Mar 2011 05

Three days and five flights into our Bollocks To Inequality mission here, London appears like a molecule in the mind. We are fish out of water and the culture’s as dense as the land it’s perched proudly upon. In trying to investigate poverty and gender equality, we’ve had to expose ourselves to seeing some difficult things. A welcomed challenge to the mentality of a Brit born and bred blogger; admittedly it’s also made me question the capacity of hardship we experience in the UK compared to what some of these people here are going through. I guess it’s all about context & circumstance with variable levels of coping dependent on where & what you’re born into.

The car ride from the tourism saturated Copacabana Beach to the raw reality of Maré Favela is a gradual descent: from palm trees lining pathways for the pretty, to parasitic grounds segregated for the poor.

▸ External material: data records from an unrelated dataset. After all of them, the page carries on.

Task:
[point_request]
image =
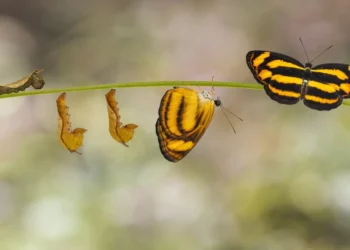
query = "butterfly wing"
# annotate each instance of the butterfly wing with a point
(184, 116)
(328, 85)
(281, 75)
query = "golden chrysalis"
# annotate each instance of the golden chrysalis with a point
(71, 140)
(120, 133)
(35, 80)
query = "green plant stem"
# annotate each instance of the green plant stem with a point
(252, 86)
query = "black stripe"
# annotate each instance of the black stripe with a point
(323, 106)
(280, 99)
(287, 71)
(296, 88)
(319, 93)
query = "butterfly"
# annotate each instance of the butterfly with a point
(184, 116)
(287, 80)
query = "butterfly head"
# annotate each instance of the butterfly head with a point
(308, 65)
(218, 102)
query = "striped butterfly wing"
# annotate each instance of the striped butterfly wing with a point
(281, 75)
(184, 116)
(328, 86)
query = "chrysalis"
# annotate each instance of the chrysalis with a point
(120, 133)
(71, 140)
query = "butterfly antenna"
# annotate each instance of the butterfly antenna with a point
(321, 53)
(212, 86)
(223, 110)
(239, 118)
(307, 57)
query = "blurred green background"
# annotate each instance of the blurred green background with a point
(281, 182)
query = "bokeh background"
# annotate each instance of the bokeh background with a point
(281, 182)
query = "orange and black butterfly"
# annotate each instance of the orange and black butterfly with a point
(184, 116)
(287, 81)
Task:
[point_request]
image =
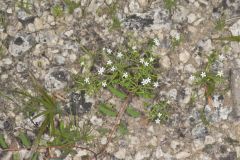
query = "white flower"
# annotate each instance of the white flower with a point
(101, 70)
(151, 59)
(125, 75)
(159, 115)
(146, 63)
(220, 73)
(119, 55)
(157, 121)
(134, 47)
(203, 74)
(109, 51)
(104, 84)
(221, 57)
(109, 62)
(86, 80)
(156, 41)
(142, 60)
(146, 81)
(113, 69)
(192, 78)
(155, 84)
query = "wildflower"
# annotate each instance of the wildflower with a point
(125, 75)
(86, 80)
(221, 57)
(142, 60)
(220, 73)
(192, 78)
(159, 115)
(109, 51)
(146, 63)
(134, 47)
(156, 41)
(203, 74)
(101, 70)
(151, 59)
(112, 69)
(146, 81)
(104, 84)
(155, 84)
(109, 62)
(157, 121)
(119, 55)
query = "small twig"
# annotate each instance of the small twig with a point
(117, 122)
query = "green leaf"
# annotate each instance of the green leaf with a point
(132, 112)
(122, 129)
(24, 140)
(107, 110)
(16, 156)
(117, 93)
(3, 143)
(35, 156)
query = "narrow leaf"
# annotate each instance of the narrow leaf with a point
(117, 92)
(3, 143)
(24, 140)
(132, 112)
(106, 110)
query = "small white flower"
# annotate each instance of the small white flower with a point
(159, 115)
(157, 121)
(119, 55)
(86, 80)
(151, 59)
(156, 41)
(221, 57)
(203, 74)
(192, 78)
(104, 84)
(109, 62)
(101, 70)
(146, 81)
(220, 73)
(113, 69)
(146, 63)
(156, 84)
(142, 60)
(109, 51)
(125, 75)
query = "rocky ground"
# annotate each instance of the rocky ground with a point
(50, 47)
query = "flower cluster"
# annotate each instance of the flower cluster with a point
(130, 69)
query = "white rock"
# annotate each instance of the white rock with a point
(121, 153)
(60, 59)
(159, 152)
(209, 140)
(96, 121)
(69, 33)
(165, 61)
(235, 28)
(184, 56)
(142, 155)
(182, 155)
(191, 18)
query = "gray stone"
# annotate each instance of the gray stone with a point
(235, 89)
(199, 131)
(21, 45)
(56, 79)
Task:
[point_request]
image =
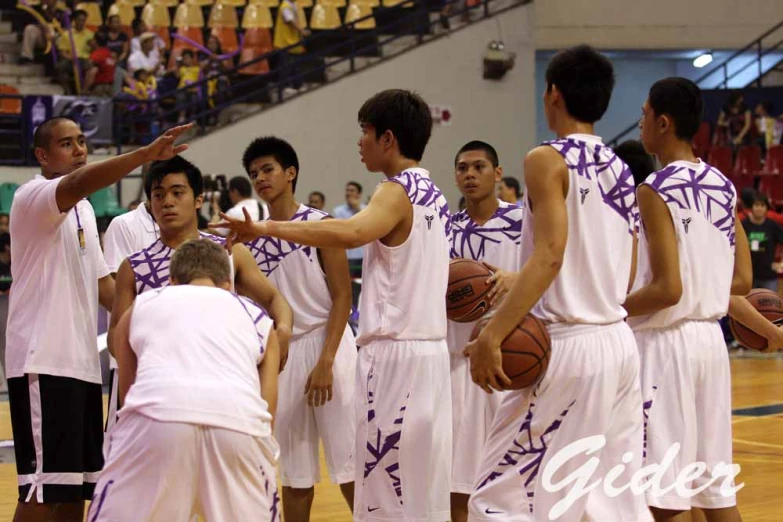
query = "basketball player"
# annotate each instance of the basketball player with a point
(198, 381)
(322, 358)
(126, 235)
(487, 230)
(577, 248)
(176, 190)
(403, 452)
(60, 277)
(687, 212)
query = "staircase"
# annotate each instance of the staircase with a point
(27, 79)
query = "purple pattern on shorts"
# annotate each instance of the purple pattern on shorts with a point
(269, 252)
(704, 190)
(151, 265)
(423, 192)
(469, 240)
(525, 446)
(257, 314)
(99, 506)
(598, 163)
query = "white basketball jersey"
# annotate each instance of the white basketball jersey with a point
(702, 203)
(404, 287)
(151, 265)
(295, 271)
(198, 351)
(601, 206)
(497, 242)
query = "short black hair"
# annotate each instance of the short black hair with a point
(488, 149)
(633, 154)
(43, 133)
(242, 185)
(176, 165)
(585, 79)
(680, 99)
(513, 183)
(405, 114)
(276, 147)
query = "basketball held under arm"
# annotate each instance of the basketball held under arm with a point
(124, 295)
(665, 288)
(126, 359)
(546, 180)
(742, 280)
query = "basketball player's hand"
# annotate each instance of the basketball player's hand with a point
(486, 362)
(240, 230)
(501, 281)
(163, 148)
(319, 384)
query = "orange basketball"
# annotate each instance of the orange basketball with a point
(466, 295)
(526, 351)
(770, 305)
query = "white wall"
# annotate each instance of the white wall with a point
(654, 24)
(322, 125)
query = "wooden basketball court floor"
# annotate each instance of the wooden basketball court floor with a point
(757, 401)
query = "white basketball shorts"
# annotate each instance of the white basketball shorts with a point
(168, 471)
(403, 443)
(686, 385)
(298, 427)
(589, 396)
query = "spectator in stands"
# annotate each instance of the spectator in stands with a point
(34, 36)
(82, 38)
(289, 31)
(764, 236)
(146, 57)
(188, 72)
(116, 39)
(99, 80)
(5, 262)
(510, 191)
(768, 126)
(316, 200)
(353, 205)
(734, 121)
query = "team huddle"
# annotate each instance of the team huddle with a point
(233, 358)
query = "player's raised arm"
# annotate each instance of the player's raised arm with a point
(546, 180)
(385, 211)
(90, 178)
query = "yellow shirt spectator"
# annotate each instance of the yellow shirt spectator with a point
(81, 40)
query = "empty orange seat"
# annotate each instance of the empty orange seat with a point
(227, 38)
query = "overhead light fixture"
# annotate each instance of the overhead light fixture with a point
(702, 60)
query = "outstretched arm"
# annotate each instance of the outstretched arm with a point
(386, 210)
(546, 181)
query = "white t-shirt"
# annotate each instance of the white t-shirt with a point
(403, 287)
(702, 203)
(53, 308)
(198, 351)
(127, 234)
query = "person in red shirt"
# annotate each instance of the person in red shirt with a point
(100, 79)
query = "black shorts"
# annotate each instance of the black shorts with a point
(58, 437)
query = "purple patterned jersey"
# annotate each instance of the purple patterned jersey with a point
(151, 265)
(702, 204)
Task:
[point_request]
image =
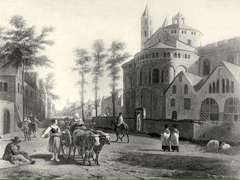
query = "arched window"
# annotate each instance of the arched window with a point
(155, 75)
(231, 109)
(5, 87)
(227, 86)
(217, 88)
(172, 102)
(206, 67)
(223, 85)
(185, 89)
(153, 55)
(175, 55)
(210, 88)
(164, 54)
(214, 87)
(174, 115)
(232, 87)
(174, 89)
(168, 54)
(162, 76)
(209, 110)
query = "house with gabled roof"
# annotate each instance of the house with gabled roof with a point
(215, 98)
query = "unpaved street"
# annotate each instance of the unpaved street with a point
(141, 158)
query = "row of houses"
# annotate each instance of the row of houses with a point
(34, 101)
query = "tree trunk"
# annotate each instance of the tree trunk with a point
(113, 100)
(23, 90)
(82, 99)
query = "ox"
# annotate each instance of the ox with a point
(224, 146)
(103, 139)
(212, 145)
(85, 141)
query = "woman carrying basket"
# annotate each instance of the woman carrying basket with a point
(54, 140)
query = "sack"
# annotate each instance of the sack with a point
(46, 135)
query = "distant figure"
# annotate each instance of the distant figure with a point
(34, 127)
(120, 120)
(54, 140)
(139, 124)
(175, 139)
(165, 138)
(25, 129)
(14, 153)
(77, 123)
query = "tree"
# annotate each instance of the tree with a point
(115, 59)
(49, 85)
(98, 68)
(21, 47)
(82, 67)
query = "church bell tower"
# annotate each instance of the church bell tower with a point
(146, 27)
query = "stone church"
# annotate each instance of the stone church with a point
(175, 77)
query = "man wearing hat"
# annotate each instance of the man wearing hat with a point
(77, 123)
(13, 153)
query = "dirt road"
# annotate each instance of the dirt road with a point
(141, 158)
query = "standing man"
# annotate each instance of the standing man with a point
(119, 120)
(175, 139)
(34, 128)
(14, 153)
(165, 138)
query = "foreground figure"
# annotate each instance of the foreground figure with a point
(54, 140)
(175, 139)
(14, 153)
(165, 138)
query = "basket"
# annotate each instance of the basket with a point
(45, 136)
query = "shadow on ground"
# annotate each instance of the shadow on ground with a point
(179, 166)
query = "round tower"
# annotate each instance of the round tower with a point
(146, 27)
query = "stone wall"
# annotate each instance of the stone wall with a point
(189, 129)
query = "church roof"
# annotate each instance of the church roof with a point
(179, 26)
(194, 80)
(234, 69)
(160, 45)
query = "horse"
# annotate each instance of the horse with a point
(122, 129)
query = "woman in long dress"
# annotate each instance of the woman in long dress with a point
(54, 140)
(165, 138)
(175, 139)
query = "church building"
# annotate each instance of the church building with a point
(175, 77)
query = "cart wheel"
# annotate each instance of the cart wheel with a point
(66, 143)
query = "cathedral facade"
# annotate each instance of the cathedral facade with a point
(174, 77)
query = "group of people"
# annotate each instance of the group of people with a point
(29, 127)
(170, 140)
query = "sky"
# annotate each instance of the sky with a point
(78, 23)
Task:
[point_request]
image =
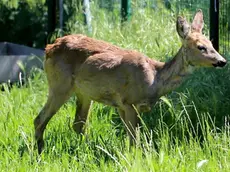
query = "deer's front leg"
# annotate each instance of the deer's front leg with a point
(131, 121)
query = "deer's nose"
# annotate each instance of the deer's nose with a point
(220, 63)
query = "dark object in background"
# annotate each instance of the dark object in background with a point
(17, 61)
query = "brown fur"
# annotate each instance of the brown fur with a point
(96, 70)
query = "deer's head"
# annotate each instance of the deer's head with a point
(198, 48)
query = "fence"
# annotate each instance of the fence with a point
(225, 27)
(216, 15)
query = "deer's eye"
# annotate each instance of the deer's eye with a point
(202, 48)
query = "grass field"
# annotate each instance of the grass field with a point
(187, 130)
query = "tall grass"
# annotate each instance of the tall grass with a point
(187, 130)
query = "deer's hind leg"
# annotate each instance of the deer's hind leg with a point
(131, 121)
(82, 110)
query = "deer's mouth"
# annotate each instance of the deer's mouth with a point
(220, 64)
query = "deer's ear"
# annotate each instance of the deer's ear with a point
(198, 22)
(183, 27)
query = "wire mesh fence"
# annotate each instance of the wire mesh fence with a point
(225, 27)
(186, 8)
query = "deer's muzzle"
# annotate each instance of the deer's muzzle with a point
(220, 63)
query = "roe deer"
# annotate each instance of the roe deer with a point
(96, 70)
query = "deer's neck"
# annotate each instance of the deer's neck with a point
(173, 72)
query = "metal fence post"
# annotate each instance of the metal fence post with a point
(125, 10)
(51, 16)
(214, 23)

The seemingly rich and developed vibe that Rio de Janeiro wears as its bronzed face is a mask to conceal the hidden cities within the city. We’re all familiar with the fantasies of this glamorous town, leaving us in receipt of shock when discovering the favelas (slums) here are as ‘third-world’ as any politically incorrect term should rightfully suggest.

With 180,000 inhabitants spread out across 16 communities (8 government-built, 8 self-sprung), these long-time settlers survive in the most polluted district of all Rio. Warring factions divide the Maré complex territorially; drug gangs such as Red Command and Third Command aswell as bizarrely those known as militia (ex-officers of the law now operating as racketeering squads) have created their own dictatorships and fear-mongered inhabitants into abiding under their imaginary frontiers. How is this permissible in a democratic country? Somewhere in the political pyramid there is a bureaucratic stink.

Despite sharing the same sun as the rest of the beautiful city, here in Maré its heat rises with the smell of sanitation. Architectural decay becomes a part of the design, with bullet-holed brick structures hand-built by residents themselves for the necessity of living, not the luxury of comfort. Optimistically, these residents are a muddle of hues and traits shaped by years of bi-racialism and seem to co-exist with racial fraternity at the nadir of their worries here.

Most striking however are the young people, everywhere, Some beyond their years with hardened expressions, and those slightly younger with softer features predicted to contort the same way some day soon as many enter the cycle of the streets. Recruited, trained, armed by the drug gangs with weapons purchased from corrupt police and expected to die by twenty, these brazen adolescents & pre-teens on battered sidewalk sofas lounge perversely, selling crack cocaine to locals and suburban customers brave enough to hot foot into the favela.

I watched one of these locals, an enamel-eyed addict with the atypical scratch about her… following that scratch with my gaze from her upper arm to her exposed belly until I noticed the bulge- pregnant. My head turned, stomach followed. This place is a deeply troubling part of the Earth. Moments later my colleague- a native Brazilian- informed me Maré is viewed as one of the better favelas. This told to the sensitized tourist in me, walking with a respected help organization group where still not one of us dare pull a camera out in the open and flare up hostiles.

Yet despite how disturbing things may sound, you can feel there is something organic that dwells in Maré. An undeniable spirit in the community that I was told is down to the fact a fair proportion of residents are upright against the odds and work hard to keep their families alive and fed. They just get on, trying to lead ‘ordinary’ lives against a backdrop of violence, gunfire & destitution. One can’t also help but notice there is some valued structure: small shops serving locals, some small businesses and most promisingly the presence of an Action Aid partner organization set up by the locals themselves to improve education, public safety, development opportunities and culture called REDES.

It was unfortunate to hear that females played generally subservient roles in the favela communities. However I learnt REDES is gradually working to invert this perception when I met with young women on their staff that had graduated from university. They make up a resistance echoed in the Maré and now pilot a younger generation by running workshops, activities & classes to help them reach the same plateau of higher education or at the very least higher mindset. Ultimately, it’s what these favelados will need if they are to break free of their social bondage.

Photo: Eduardo Martino / Documentography / Action Aid

  1. Starr says:

    Well written mate…astonishing the rich-poor divide that exists not just within certain countries, but within certain towns. Must have been very eye-opening to you being in the favelas..and the human strength that shines through your piece is something to behold

    I’m heading over to Brazil in a week and I really can’t wait!